Why don’t all the symptoms get better at once?
Sometimes the people who care for those with Alzheimer’s disease are surprised at how some symptoms can show so much improvement, while others seem to be staying the same or getting worse. How symptoms work in Alzheimer’s disease is complicated. While it is generally true that a lot of symptoms come about because of a decrease in the brain chemical acetylcholine, not all of the symptoms do. Because of this, there are some symptoms which simply will not respond to changes in acetylcholine. Of course the situation is more complex. The brain can adapt and get used to having lower levels of acetylcholine. When a drug is introduced to raise the level of acetylcholine, the brain then has to adapt all over again to the new increase amount of neurotransmitter.

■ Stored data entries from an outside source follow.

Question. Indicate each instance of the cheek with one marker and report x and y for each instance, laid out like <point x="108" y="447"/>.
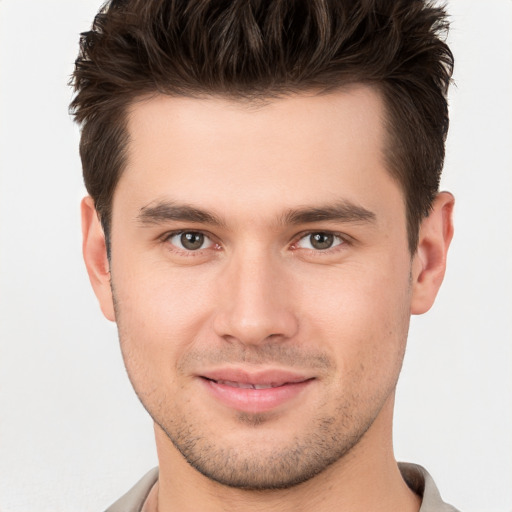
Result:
<point x="160" y="316"/>
<point x="361" y="315"/>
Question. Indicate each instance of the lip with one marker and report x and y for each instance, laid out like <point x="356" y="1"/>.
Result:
<point x="254" y="392"/>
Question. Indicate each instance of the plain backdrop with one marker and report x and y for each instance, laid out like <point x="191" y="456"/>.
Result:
<point x="73" y="436"/>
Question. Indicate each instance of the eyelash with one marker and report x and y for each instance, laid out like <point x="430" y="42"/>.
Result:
<point x="343" y="239"/>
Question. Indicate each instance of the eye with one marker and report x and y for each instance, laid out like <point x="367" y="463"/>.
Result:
<point x="319" y="241"/>
<point x="190" y="241"/>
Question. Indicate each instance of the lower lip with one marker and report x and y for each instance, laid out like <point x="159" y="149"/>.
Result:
<point x="255" y="400"/>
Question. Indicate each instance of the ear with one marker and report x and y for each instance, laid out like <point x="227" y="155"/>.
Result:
<point x="95" y="256"/>
<point x="429" y="262"/>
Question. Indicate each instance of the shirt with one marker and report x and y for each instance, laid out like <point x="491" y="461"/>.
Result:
<point x="417" y="478"/>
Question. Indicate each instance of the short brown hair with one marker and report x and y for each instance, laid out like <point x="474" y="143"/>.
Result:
<point x="253" y="49"/>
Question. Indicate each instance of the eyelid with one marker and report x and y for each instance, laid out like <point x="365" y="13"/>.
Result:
<point x="166" y="237"/>
<point x="345" y="240"/>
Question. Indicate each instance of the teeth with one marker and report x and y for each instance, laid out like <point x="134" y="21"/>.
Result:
<point x="245" y="385"/>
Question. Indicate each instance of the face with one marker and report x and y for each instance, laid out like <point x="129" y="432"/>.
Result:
<point x="262" y="280"/>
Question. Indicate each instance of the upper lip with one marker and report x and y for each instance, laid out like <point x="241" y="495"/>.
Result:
<point x="272" y="377"/>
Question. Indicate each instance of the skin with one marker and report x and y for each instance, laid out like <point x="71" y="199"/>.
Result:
<point x="258" y="295"/>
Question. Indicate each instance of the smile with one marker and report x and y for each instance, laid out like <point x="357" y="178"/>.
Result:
<point x="257" y="392"/>
<point x="248" y="385"/>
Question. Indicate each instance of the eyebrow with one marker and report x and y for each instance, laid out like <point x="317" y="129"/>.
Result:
<point x="343" y="211"/>
<point x="163" y="211"/>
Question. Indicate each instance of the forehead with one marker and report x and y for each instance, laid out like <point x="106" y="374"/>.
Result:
<point x="302" y="149"/>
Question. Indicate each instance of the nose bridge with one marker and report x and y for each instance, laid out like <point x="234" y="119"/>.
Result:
<point x="254" y="305"/>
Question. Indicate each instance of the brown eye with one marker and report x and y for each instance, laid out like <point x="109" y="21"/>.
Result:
<point x="190" y="241"/>
<point x="319" y="241"/>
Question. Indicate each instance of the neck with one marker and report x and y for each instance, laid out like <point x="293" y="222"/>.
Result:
<point x="366" y="478"/>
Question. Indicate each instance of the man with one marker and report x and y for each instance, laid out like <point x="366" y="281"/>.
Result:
<point x="263" y="219"/>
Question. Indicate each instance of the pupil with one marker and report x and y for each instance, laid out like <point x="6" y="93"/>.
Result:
<point x="192" y="241"/>
<point x="322" y="240"/>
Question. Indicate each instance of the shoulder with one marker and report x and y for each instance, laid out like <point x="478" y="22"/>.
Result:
<point x="419" y="480"/>
<point x="134" y="499"/>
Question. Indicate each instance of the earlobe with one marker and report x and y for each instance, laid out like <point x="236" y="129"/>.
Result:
<point x="95" y="256"/>
<point x="429" y="263"/>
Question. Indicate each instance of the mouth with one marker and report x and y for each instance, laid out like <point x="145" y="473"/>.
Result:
<point x="255" y="392"/>
<point x="249" y="385"/>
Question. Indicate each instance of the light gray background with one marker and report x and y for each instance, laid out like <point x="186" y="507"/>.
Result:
<point x="73" y="437"/>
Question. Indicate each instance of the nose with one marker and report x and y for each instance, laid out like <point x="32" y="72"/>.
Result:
<point x="255" y="305"/>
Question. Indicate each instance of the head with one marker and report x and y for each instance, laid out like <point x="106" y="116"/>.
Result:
<point x="267" y="175"/>
<point x="254" y="51"/>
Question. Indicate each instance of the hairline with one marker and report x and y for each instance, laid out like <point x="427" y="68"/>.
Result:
<point x="260" y="100"/>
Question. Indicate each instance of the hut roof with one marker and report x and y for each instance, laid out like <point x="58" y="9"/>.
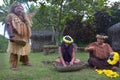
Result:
<point x="114" y="28"/>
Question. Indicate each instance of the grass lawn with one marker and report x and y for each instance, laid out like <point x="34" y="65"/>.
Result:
<point x="40" y="71"/>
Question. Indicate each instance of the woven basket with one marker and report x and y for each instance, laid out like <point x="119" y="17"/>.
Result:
<point x="75" y="67"/>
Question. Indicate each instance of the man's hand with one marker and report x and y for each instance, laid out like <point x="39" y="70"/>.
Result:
<point x="12" y="39"/>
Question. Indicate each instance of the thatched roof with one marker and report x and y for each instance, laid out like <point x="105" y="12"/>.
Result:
<point x="114" y="28"/>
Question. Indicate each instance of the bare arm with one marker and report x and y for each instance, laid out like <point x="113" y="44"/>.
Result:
<point x="90" y="48"/>
<point x="73" y="57"/>
<point x="60" y="54"/>
<point x="30" y="15"/>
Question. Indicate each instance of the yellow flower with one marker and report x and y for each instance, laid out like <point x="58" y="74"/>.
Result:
<point x="108" y="73"/>
<point x="114" y="60"/>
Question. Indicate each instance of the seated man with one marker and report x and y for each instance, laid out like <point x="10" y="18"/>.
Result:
<point x="99" y="53"/>
<point x="67" y="52"/>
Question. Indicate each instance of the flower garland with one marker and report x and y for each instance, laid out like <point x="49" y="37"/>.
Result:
<point x="108" y="73"/>
<point x="114" y="59"/>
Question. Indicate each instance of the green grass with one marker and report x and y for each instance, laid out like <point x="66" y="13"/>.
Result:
<point x="40" y="71"/>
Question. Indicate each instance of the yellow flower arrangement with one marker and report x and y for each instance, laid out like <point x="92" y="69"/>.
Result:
<point x="114" y="59"/>
<point x="108" y="73"/>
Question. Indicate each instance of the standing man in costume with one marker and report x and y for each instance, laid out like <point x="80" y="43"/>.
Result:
<point x="99" y="54"/>
<point x="18" y="28"/>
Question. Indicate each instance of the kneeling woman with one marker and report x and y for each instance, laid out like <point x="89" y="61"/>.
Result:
<point x="67" y="52"/>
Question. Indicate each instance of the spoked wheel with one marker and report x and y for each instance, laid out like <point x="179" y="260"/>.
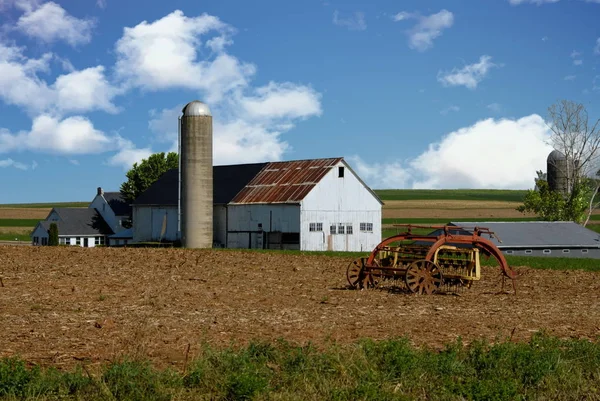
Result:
<point x="357" y="276"/>
<point x="423" y="276"/>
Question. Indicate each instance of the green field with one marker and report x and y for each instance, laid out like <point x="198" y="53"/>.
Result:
<point x="44" y="205"/>
<point x="18" y="222"/>
<point x="543" y="368"/>
<point x="452" y="194"/>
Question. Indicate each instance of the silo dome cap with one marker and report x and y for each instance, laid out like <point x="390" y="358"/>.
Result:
<point x="196" y="108"/>
<point x="555" y="155"/>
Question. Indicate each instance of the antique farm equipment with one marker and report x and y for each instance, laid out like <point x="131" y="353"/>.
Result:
<point x="445" y="260"/>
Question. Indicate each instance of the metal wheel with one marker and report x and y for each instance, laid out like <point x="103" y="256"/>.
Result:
<point x="423" y="276"/>
<point x="357" y="276"/>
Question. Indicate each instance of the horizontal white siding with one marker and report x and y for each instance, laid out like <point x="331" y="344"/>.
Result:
<point x="340" y="200"/>
<point x="148" y="223"/>
<point x="358" y="241"/>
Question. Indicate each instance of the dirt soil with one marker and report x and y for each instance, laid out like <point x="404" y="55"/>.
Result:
<point x="62" y="306"/>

A striking example of this is sometimes seen in patients who have dementia with Lewy bodies. In dementia with Lewy bodies, people have a mixture of low acetylcholine and low dopamine. Dopamine in Parkinson’s disease and other types of Parkinsonism In some people with Lewy body dementia, giving a drug that increases the amount of acetylcholine actually makes their Parkinsonism worse. This is because Parkinsonism sometimes comes about not just as a result of the absolute amount of dopamine, but the amount of dopamine in relation to acetylcholine. Thus, increasing the acetylcholine has an effect similar to lowering the amount of dopamine. Puzzlingly however, the response in dementia with Lewy bodies is very variable, so that in some people Parkinsonism gets better and in others Parkinsonism gets worse.